Monday, July 8, 2013

Shifting the Long Run Debate on Healthcare

Healthcare and Robotics

                American economic debate over the last few years has been defined in large part by considerations of the government’s role in healthcare, with much justification. Healthcare makes up 17.9% of the United States’ GDP as of 2011, and with a population that is both aging in terms of the percentage of people above 65 and the increasing life expectancy at reaching that age, demand for healthcare services will continue to rise.  If politicians in the United States are elected (or not) because of their policies and views on health care spending thirty years or more away, why not consider the entire system as malleable? Mechanization of labor stands to play an extremely important role in reducing the cost/unit of medical care, with important consequences for domestic politics, macroeconomic planning and society that should be looked at.

                In economic analysis there are several different time horizons that can be used to explain the movements and flows of the economy. Roughly, the first horizon is the known as the short run, defined as a time period where capital, such as machines and buildings, and labor, cannot be changed. Most projections of future health care costs are based off of extrapolating the current healthcare system into the future, from the education of physicians to the prescription of medicine, into the future, rather than a long run analysis which permits for a flexible reimagining of the system that might be more sensible in light of technological advancement.

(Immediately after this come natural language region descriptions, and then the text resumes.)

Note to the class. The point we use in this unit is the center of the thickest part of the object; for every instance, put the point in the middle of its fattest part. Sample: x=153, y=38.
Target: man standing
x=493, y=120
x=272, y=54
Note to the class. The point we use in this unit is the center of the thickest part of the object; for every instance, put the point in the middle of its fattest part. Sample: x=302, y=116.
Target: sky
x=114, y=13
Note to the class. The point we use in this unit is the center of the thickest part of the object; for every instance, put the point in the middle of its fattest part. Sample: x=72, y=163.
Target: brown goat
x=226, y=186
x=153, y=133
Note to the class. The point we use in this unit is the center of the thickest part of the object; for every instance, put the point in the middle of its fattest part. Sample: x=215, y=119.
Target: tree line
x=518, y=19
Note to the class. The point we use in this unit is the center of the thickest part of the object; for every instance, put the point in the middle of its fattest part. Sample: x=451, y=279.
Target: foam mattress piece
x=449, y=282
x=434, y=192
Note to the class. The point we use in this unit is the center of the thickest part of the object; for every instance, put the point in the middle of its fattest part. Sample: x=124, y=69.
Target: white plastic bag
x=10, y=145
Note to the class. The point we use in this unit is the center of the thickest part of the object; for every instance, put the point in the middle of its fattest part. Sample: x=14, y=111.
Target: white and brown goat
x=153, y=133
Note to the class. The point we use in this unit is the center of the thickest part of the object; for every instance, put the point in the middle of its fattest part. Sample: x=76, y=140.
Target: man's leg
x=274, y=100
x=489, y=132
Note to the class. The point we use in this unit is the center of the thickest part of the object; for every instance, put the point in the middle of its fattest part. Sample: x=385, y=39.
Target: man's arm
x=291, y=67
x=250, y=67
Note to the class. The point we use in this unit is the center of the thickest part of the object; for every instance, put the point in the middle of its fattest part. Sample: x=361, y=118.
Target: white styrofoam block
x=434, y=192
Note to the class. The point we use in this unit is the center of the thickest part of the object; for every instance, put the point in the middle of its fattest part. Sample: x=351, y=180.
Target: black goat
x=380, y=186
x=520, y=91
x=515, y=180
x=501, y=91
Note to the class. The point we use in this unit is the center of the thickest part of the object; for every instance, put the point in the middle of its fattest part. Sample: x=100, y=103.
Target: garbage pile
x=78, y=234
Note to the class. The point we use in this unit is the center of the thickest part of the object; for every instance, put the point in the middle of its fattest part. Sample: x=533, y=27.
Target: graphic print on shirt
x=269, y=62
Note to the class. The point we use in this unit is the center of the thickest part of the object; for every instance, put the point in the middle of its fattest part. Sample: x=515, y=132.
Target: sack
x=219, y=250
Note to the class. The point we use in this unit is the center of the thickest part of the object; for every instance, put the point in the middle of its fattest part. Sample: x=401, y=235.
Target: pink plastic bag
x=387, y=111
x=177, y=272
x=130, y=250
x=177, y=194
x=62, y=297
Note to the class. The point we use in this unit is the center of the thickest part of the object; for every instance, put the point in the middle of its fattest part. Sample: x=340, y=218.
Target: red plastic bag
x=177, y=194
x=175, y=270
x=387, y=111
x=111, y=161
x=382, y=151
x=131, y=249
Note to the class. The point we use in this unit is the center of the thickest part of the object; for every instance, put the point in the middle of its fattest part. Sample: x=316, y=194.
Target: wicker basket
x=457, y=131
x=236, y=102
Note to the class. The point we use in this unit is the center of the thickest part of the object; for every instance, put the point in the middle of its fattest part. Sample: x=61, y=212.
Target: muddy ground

                Much talk recently has been made of the relevance of the costs of medical care. Paul Krugman identifies the costs of procedures as the most important part of the health care equation, and controlling these costs as the key to fixing healthcare1. There are many reasonable explanations for the high cost of medical care—advanced technology such as MRI machines are expensive to create, companies need money to fuel future research, and so on. Many of these concerns are intractable in the short term, but it is a mistake to think that they cannot be overcome in the future with far sighted policies.

                As an example, there is a strong case to be made for the obsoletion of the highly-skilled physician.  Doctors, the engines of the health care system, account for around 80% of healthcare spending2.  There are many reasons why doctors command such high incomes in the United States, enumerated elsewhere3, but it is unclear exactly why the duties of a doctor cannot be performed with equal or higher ability by sufficiently sophisticated robotics (See previous post as to see why other positions within healthcare might still be filled by humans). A doctor probably spends over twenty years in education before he prescribes her first dose of aspirin—a robotic envoy could conceivably download terabytes of information in a few seconds and be ready to perform flawless procedures. Not only would the operating cost of a robot be significantly less for a robot, they would have no opportunity cost and require no return to education. Every task in a hospital that could be mechanized as opposed to performed by an MD could be an immense savings.

                Even if, grimly, this somehow only translated into a mechanical doctor only being a few percent cheaper than a human one, the implications for the national budget, and more importantly, accessible healthcare for all would be tremendous. Developing policies and hospital structures that will be able to manage the transition from human medicinal practice to mechanized practice stands to have an impact on national or even international healthcare greater than any of the current topics of discussion which focus distributing costs.